Rural district in Ilam province, Iran

Buli Rural District (دهستان بولی) is in Buli District of Chavar County, Ilam province, Iran. Its capital is the village of Chaman-e Seyyed Mohammad. The previous capital of the rural district was the village of Ganjevan.

==Demographics==
===Population===
At the time of the 2006 National Census, the rural district's population (as a part of Chavar District (Note: Renamed the Central District of Chavar County) in Ilam County) was 1,646 in 363 households.

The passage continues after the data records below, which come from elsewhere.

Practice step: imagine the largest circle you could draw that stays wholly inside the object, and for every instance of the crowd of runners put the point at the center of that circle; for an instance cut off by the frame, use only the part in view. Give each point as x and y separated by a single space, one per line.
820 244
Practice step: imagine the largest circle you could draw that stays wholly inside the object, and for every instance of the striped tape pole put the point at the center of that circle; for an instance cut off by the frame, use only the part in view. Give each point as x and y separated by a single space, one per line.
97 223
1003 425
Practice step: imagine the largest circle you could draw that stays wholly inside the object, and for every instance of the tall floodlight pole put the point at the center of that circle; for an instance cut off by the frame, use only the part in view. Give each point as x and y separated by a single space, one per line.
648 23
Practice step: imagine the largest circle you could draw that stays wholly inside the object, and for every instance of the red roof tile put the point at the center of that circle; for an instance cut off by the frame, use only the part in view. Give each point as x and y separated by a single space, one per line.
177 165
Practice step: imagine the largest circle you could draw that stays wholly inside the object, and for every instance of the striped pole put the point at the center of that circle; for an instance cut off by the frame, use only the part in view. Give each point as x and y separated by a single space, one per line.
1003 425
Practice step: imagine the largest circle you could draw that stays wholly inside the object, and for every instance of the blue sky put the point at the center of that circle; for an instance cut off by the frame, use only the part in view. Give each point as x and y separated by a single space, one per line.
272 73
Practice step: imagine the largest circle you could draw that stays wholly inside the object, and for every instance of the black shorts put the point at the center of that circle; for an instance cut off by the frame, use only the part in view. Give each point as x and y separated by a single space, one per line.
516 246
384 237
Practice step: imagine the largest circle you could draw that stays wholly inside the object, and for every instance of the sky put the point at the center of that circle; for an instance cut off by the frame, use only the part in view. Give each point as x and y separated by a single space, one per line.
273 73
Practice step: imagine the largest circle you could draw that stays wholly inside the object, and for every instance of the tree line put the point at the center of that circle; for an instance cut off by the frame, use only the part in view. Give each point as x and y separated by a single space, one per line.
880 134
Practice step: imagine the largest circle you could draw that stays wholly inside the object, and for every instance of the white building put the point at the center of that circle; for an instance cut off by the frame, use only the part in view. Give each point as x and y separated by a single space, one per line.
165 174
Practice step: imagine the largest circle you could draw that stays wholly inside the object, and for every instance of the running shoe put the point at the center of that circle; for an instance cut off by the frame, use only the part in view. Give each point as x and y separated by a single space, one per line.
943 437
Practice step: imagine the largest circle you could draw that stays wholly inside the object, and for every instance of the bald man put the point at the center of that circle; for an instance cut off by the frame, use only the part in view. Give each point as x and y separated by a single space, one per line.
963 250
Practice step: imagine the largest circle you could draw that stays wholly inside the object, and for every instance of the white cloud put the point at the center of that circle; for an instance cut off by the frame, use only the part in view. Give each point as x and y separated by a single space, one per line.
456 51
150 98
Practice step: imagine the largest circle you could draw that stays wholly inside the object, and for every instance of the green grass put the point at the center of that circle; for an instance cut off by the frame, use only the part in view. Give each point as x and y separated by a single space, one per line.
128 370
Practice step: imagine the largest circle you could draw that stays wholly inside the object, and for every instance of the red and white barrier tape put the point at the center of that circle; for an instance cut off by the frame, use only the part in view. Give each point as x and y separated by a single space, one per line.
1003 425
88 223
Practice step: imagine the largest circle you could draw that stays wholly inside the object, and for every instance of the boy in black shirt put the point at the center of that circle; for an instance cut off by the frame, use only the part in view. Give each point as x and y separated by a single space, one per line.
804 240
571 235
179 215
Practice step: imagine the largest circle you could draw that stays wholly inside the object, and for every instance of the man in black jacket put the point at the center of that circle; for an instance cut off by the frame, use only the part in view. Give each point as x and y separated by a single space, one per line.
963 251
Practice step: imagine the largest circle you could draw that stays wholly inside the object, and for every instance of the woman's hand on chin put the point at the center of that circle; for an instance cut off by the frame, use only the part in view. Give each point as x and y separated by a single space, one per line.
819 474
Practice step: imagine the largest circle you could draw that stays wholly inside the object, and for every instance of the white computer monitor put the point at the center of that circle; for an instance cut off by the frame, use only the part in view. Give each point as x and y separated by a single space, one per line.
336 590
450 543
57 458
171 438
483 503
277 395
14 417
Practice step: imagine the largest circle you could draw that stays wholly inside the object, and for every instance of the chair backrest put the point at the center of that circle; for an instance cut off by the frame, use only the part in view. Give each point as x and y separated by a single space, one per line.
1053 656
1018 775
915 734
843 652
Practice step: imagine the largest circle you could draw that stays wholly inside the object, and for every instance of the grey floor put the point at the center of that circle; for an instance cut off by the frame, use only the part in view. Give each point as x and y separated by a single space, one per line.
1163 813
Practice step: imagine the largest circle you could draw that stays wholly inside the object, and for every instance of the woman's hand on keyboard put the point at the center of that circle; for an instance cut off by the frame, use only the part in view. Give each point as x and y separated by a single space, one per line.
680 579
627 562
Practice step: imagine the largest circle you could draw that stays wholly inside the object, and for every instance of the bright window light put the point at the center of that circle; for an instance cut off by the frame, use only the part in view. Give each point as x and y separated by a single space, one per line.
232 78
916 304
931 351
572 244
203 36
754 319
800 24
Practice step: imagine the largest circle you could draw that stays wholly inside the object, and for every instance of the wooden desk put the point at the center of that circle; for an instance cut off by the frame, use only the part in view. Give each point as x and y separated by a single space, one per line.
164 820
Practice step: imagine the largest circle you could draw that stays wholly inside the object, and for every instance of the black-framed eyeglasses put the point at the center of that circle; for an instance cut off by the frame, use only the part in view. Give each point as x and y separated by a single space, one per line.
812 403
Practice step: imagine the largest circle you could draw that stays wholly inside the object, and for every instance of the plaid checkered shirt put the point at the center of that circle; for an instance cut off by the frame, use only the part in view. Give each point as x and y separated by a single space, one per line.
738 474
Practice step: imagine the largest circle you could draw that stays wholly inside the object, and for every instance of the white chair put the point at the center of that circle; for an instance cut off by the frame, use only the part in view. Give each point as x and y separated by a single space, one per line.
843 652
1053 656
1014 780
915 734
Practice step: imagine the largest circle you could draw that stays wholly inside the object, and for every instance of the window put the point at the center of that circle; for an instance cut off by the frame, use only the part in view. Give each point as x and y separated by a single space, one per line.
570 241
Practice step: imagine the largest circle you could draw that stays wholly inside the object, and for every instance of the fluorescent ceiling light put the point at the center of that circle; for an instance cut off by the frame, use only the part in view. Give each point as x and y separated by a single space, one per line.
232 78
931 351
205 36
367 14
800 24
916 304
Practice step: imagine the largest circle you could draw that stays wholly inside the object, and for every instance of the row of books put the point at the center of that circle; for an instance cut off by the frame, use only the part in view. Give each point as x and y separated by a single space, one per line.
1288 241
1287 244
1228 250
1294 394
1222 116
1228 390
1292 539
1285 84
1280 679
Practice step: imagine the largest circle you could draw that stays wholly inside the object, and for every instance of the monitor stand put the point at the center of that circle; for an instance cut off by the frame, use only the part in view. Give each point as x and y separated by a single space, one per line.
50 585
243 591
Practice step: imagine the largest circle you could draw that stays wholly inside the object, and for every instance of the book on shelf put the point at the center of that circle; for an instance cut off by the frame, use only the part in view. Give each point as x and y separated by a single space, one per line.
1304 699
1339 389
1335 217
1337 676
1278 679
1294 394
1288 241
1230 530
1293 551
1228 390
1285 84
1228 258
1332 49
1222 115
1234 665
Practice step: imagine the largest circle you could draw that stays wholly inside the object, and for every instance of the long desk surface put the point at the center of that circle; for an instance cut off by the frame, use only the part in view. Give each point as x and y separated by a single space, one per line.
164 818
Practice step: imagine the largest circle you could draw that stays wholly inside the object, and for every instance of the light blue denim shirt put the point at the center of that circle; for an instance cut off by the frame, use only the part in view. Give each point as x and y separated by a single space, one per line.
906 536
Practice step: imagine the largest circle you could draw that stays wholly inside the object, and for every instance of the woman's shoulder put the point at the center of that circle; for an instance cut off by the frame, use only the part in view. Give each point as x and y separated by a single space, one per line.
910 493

There were 1,551 inhabitants in 353 households at the following census of 2011. The 2016 census measured the population of the rural district as 1,021 in 275 households. The most populous of its 28 villages was Ganjevan, with 292 people.

In 2019, the district was separated from the county in the establishment of Chavar County and renamed the Central District. The rural district was transferred to the new Buli District.